A digital photo-comparison of photos of Roberts and the famous tintype image of Billy the Kid was conducted in 1990 at the University of Texas at Austin. The results of the study, finally presented in 1996, showed an extremely high correlation between the two men, with the only notable differences likely accounted for by age-related weight gain and Roberts’ loss of his teeth.

Dead Ends

But a different technological advance – one which might have settled the matter once and for all – can sadly be of no help. A 2003 attempt to use DNA evidence to confirm Billy the Kid’s identity degenerated into a decade-long legal slugfest between advocates of testing and defenders of the official account.

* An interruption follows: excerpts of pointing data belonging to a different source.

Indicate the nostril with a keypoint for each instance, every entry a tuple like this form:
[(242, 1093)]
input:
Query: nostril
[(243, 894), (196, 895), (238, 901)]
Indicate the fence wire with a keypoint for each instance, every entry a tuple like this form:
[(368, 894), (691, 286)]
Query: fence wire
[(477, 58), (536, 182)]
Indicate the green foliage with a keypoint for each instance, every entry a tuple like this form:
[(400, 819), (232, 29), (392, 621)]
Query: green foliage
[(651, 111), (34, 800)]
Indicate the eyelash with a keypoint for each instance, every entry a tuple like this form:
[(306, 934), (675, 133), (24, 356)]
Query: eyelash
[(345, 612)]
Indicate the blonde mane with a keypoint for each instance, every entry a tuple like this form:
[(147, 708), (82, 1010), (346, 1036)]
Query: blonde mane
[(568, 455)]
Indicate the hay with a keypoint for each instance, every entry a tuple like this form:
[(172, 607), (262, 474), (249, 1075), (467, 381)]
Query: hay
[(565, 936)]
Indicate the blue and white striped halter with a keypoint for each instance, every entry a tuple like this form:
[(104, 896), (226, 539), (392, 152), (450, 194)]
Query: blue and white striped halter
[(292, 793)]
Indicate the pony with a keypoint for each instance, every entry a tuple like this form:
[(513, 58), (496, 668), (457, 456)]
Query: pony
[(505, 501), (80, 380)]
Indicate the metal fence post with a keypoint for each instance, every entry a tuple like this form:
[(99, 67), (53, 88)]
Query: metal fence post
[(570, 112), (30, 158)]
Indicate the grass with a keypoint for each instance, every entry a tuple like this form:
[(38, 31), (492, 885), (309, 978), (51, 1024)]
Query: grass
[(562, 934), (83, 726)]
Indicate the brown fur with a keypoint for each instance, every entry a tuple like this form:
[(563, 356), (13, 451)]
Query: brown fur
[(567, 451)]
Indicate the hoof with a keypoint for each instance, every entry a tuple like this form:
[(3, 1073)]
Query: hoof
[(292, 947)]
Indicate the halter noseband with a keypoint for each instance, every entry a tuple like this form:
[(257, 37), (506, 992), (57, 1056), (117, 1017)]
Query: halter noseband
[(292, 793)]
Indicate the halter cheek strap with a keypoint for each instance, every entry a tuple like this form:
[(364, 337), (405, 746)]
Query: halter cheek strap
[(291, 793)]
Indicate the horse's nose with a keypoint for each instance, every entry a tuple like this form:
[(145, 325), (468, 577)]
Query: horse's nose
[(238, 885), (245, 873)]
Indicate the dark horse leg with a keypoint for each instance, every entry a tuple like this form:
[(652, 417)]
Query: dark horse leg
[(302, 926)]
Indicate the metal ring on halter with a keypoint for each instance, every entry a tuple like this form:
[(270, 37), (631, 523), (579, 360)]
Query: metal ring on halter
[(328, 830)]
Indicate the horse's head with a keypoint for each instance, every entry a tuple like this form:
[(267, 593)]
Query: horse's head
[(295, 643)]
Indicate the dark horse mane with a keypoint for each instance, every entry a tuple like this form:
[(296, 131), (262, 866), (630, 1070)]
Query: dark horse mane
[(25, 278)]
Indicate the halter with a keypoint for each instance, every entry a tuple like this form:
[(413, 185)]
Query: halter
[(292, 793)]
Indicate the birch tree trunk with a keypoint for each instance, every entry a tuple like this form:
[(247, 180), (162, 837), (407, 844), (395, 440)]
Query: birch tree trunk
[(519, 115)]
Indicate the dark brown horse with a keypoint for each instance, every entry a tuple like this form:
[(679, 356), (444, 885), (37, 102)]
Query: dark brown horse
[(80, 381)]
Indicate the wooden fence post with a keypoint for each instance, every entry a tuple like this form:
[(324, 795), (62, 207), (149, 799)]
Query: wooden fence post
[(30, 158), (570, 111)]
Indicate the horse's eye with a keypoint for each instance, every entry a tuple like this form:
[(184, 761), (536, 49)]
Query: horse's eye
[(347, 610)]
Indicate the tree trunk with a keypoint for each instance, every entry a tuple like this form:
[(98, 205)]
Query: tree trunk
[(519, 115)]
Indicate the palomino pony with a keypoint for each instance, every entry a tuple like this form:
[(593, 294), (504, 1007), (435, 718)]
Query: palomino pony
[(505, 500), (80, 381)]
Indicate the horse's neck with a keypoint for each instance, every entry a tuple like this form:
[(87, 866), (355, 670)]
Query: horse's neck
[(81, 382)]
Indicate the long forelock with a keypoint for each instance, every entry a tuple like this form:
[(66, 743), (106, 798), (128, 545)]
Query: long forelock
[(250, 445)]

An attempt was made to extract DNA from a wooden bench in Albuquerque on which Bonney had supposedly bled while petitions were filed to exhume both Bonney and his mother, Catherine Antrim, who was buried in Silver City, so DNA samples could be taken. Unfortunately, Antrim’s body was no easier to locate than her son’s (her burial site, Plot D-27 at Memory Lane Cemetery, is known to hold at least 12 individuals and quite likely more – and experts doubt usable DNA could be extracted even if they did somehow confirm which remains were hers), and in any case, both exhumations were ultimately blocked.

READ MORE: Who discovered DNA?

The controversial Lincoln County sheriff who was behind the effort to confirm Bonney’s identity tried to salvage the quest by testing the remains of John Miller – a rancher who had also borne a strong resemblance to Bonney and was said to have privately confided to friends that he was the former outlaw. But without a comparison sample from the bench or the other remains, that effort came to naught as well – leaving the final truth on the death of Billy the Kid a mystery.